Chapter Two Hundred Ten: The Struggle for Territory

Volume Six: Spirit-Life in Dahuang — Dao Grace Everlasting

At the edge of the forest, two groups of creatures faced off.

On one side were giant lizards — thick-bodied, their dorsal armor dense and scarred. They had long occupied a stretch of mudflat along the lower reaches of the river. The mudflat teemed with fat, soft-bodied worms, the lizards' primary food. They had lived here a long while, their hides covered in dark green algae, slow-moving but possessed of immense strength.

On the other side were giant turtles, newly migrated from upstream. The turtles were larger still than the lizards, but moved with even greater deliberation.

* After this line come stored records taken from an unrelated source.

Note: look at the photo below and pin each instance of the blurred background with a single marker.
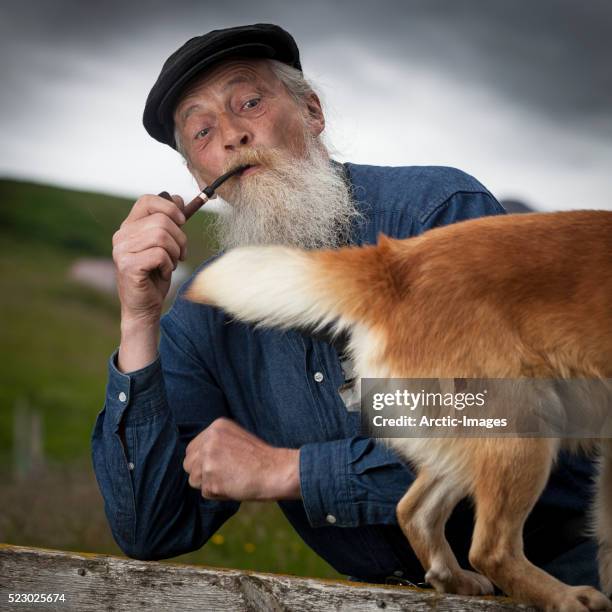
(517, 93)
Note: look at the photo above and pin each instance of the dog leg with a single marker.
(603, 516)
(422, 514)
(510, 476)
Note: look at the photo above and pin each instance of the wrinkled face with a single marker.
(238, 105)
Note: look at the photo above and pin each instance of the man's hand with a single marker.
(146, 249)
(227, 462)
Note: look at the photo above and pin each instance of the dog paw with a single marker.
(580, 599)
(463, 582)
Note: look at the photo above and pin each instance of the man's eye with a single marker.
(252, 103)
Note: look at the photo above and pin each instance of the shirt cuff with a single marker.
(137, 396)
(324, 483)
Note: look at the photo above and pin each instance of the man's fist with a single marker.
(227, 462)
(146, 249)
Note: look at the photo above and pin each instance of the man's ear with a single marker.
(315, 117)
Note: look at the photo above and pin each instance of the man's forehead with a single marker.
(220, 79)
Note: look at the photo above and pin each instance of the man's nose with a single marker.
(235, 134)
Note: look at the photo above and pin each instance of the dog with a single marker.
(503, 297)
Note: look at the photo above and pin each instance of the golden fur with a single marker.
(497, 297)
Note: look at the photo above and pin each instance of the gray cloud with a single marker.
(533, 77)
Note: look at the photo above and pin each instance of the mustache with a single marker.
(268, 157)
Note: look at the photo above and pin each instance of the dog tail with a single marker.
(278, 286)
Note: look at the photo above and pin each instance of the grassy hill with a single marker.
(56, 337)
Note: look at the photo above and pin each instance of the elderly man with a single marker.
(220, 412)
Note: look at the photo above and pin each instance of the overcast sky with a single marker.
(516, 92)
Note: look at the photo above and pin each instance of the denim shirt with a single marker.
(283, 387)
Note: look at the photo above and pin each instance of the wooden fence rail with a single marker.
(99, 582)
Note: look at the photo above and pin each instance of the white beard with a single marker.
(302, 202)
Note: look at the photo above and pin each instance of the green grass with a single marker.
(56, 337)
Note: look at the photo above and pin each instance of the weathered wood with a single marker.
(98, 582)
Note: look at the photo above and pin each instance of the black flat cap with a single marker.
(200, 53)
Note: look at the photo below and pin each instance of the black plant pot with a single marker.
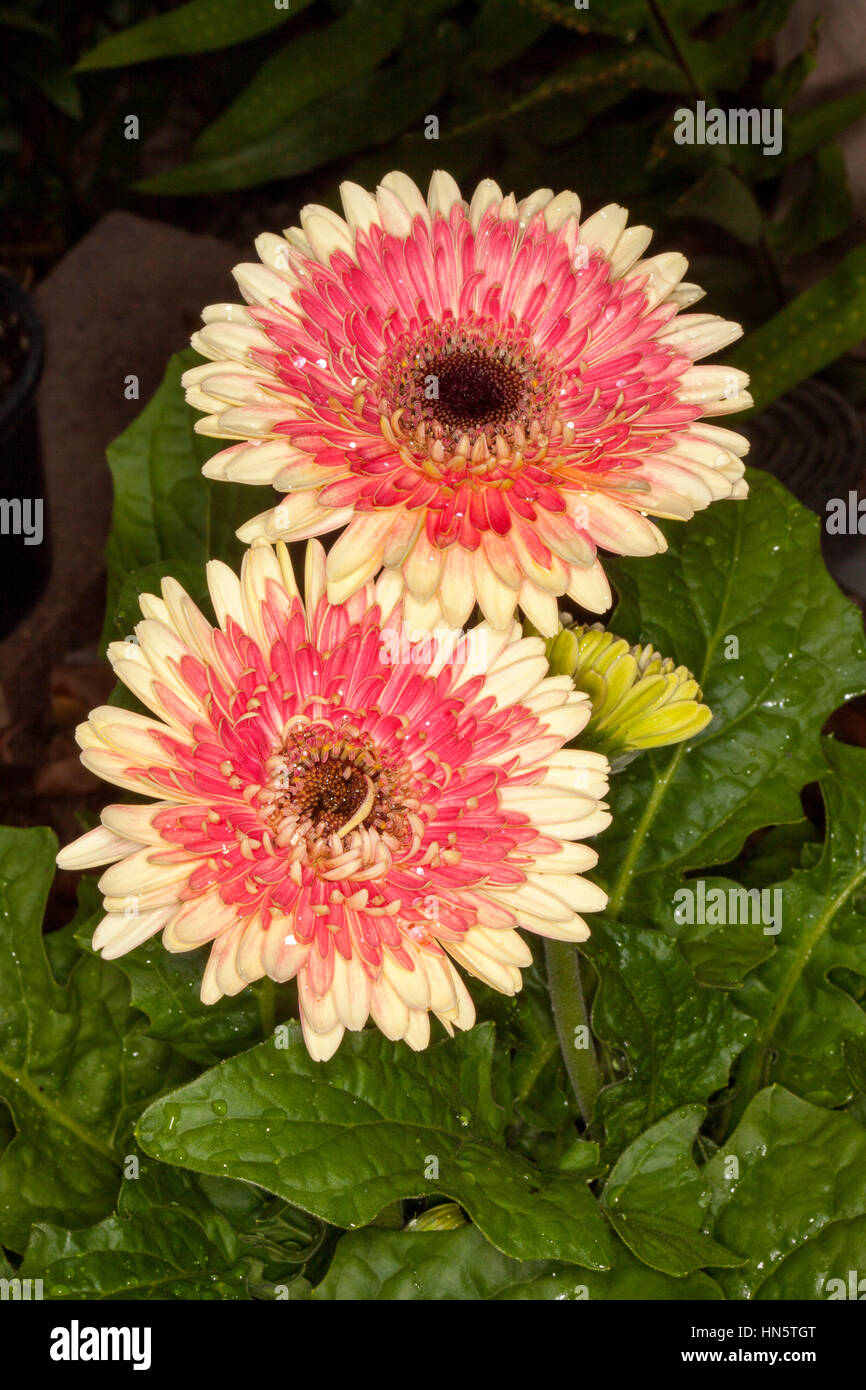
(25, 558)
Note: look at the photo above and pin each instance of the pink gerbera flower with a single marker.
(481, 394)
(338, 802)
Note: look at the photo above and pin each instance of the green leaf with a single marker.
(462, 1265)
(502, 31)
(167, 988)
(167, 519)
(748, 571)
(160, 1244)
(366, 113)
(198, 27)
(305, 71)
(804, 132)
(75, 1066)
(790, 1194)
(724, 63)
(823, 209)
(723, 954)
(677, 1037)
(809, 332)
(804, 1015)
(345, 1140)
(594, 84)
(780, 88)
(656, 1198)
(722, 198)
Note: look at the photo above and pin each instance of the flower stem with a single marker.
(566, 990)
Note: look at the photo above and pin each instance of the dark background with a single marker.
(242, 113)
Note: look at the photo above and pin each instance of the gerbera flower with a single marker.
(339, 802)
(640, 698)
(481, 394)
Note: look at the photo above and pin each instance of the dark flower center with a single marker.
(470, 389)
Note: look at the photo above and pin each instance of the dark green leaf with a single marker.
(345, 1140)
(748, 571)
(366, 113)
(804, 1016)
(722, 198)
(306, 70)
(823, 209)
(160, 1244)
(167, 988)
(656, 1198)
(462, 1265)
(196, 27)
(75, 1066)
(167, 519)
(790, 1196)
(679, 1039)
(809, 332)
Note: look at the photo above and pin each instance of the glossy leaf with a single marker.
(677, 1039)
(462, 1265)
(656, 1198)
(306, 70)
(742, 599)
(790, 1196)
(196, 27)
(160, 1244)
(345, 1140)
(75, 1066)
(804, 1015)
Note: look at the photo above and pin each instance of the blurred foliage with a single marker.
(284, 99)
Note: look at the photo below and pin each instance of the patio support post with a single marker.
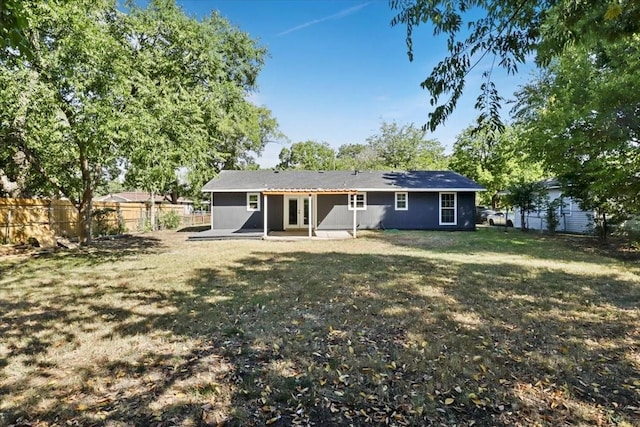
(309, 215)
(355, 222)
(264, 234)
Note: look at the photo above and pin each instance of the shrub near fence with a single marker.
(43, 219)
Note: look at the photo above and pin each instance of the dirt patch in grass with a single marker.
(395, 328)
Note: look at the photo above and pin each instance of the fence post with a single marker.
(8, 240)
(51, 218)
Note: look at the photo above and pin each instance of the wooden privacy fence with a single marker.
(43, 219)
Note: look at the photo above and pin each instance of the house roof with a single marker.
(339, 181)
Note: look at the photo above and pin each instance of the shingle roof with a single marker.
(267, 180)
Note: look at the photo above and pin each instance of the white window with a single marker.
(402, 201)
(253, 201)
(359, 201)
(448, 209)
(565, 208)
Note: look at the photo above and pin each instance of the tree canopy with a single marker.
(506, 32)
(496, 160)
(150, 88)
(582, 119)
(395, 147)
(309, 155)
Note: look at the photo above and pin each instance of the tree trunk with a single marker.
(84, 216)
(85, 206)
(153, 211)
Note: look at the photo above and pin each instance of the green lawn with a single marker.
(403, 328)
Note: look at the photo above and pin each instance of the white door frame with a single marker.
(301, 199)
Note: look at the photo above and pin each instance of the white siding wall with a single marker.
(574, 219)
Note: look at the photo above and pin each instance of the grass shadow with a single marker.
(293, 333)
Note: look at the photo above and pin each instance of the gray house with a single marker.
(341, 200)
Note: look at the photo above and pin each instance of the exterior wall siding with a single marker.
(275, 212)
(574, 220)
(229, 212)
(423, 212)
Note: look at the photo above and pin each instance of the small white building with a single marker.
(572, 218)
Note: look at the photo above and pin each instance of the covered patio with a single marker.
(309, 196)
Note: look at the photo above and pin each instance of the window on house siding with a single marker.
(402, 201)
(448, 209)
(253, 201)
(566, 208)
(359, 201)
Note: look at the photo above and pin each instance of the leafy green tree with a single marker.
(493, 159)
(62, 109)
(153, 88)
(407, 148)
(506, 32)
(528, 197)
(309, 155)
(14, 25)
(357, 157)
(582, 120)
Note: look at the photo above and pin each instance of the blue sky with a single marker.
(337, 69)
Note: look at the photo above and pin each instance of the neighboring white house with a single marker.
(572, 218)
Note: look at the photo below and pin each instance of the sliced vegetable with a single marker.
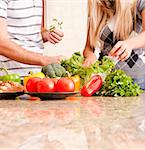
(9, 77)
(92, 86)
(54, 70)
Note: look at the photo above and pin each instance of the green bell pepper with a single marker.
(9, 77)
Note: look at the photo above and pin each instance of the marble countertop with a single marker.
(76, 123)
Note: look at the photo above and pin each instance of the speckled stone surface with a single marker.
(77, 123)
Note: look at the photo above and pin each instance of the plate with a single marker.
(52, 95)
(10, 95)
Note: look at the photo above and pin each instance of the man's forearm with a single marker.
(15, 52)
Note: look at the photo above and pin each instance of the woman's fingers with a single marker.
(58, 32)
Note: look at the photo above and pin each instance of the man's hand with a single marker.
(122, 50)
(53, 37)
(89, 60)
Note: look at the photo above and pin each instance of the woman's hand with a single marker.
(122, 50)
(51, 59)
(53, 37)
(89, 60)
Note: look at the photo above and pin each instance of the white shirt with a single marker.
(24, 19)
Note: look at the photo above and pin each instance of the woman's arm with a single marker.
(88, 53)
(123, 49)
(15, 52)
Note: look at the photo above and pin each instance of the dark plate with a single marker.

They had once lived in the upper valley, but the food there had grown ever scarcer, forcing them downriver along the banks until they reached this very mudflat.

Both groups had their eyes fixed on the same worms in the same waters.

The first encounter happened at dawn. A young lizard was foraging in the mud, its tongue thrust into a burrow, curling around a plump worm. Just as it moved to swallow, a giant turtle rammed into it from the side and sent the lizard sprawling into the mire.

The lizard flipped back upright and loosed a hissing warning. Its tail lashed the ground, mud spattering. But the turtle simply lowered its head, picked up the fallen worm, and swallowed it whole without so much as chewing.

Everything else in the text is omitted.